You are viewing a plain text version of this content. The canonical link for it is here.
Posted to issues@hbase.apache.org by "Jean-Marc Spaggiari (JIRA)" <ji...@apache.org> on 2019/04/11 19:54:00 UTC

[jira] [Commented] (HBASE-22213) Create a Java based BulkLoadPartitioner

    [ https://issues.apache.org/jira/browse/HBASE-22213?page=com.atlassian.jira.plugin.system.issuetabpanels:comment-tabpanel&focusedCommentId=16815744#comment-16815744 ] 

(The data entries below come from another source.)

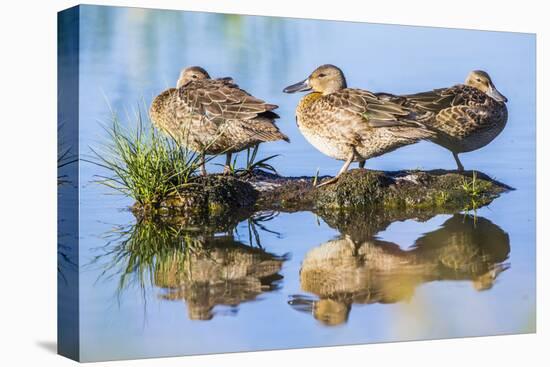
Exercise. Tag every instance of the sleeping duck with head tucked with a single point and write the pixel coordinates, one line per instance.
(465, 117)
(213, 116)
(352, 125)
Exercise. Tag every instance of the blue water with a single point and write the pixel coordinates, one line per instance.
(130, 55)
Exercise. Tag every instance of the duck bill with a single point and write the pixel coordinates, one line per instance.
(496, 95)
(298, 87)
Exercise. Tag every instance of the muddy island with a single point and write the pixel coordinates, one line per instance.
(216, 198)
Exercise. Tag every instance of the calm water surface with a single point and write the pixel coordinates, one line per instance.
(303, 280)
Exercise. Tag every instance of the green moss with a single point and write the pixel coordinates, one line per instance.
(410, 189)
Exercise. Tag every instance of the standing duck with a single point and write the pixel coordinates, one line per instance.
(352, 125)
(465, 117)
(213, 116)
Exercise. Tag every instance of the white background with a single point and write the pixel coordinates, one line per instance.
(28, 179)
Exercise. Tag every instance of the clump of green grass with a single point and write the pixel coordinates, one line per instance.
(144, 164)
(472, 191)
(252, 164)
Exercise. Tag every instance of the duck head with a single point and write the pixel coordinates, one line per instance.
(326, 79)
(192, 73)
(481, 80)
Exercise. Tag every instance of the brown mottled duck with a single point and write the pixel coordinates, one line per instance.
(214, 116)
(348, 124)
(465, 117)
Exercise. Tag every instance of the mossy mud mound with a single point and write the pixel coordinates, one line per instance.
(401, 193)
(212, 201)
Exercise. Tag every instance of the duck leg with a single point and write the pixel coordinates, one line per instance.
(203, 165)
(342, 170)
(458, 163)
(227, 167)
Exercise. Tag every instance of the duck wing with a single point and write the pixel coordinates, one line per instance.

Jean-Marc Spaggiari commented on HBASE-22213:
---------------------------------------------

3 things:
1) I'm unable to build hbase-connectors.
2) It might be doable to call the Scala BulkLoadPartioner directly from the Java code. Constructor is not useful but it should work
3) Below is a work Java version of it, with a useful easy to use constructor.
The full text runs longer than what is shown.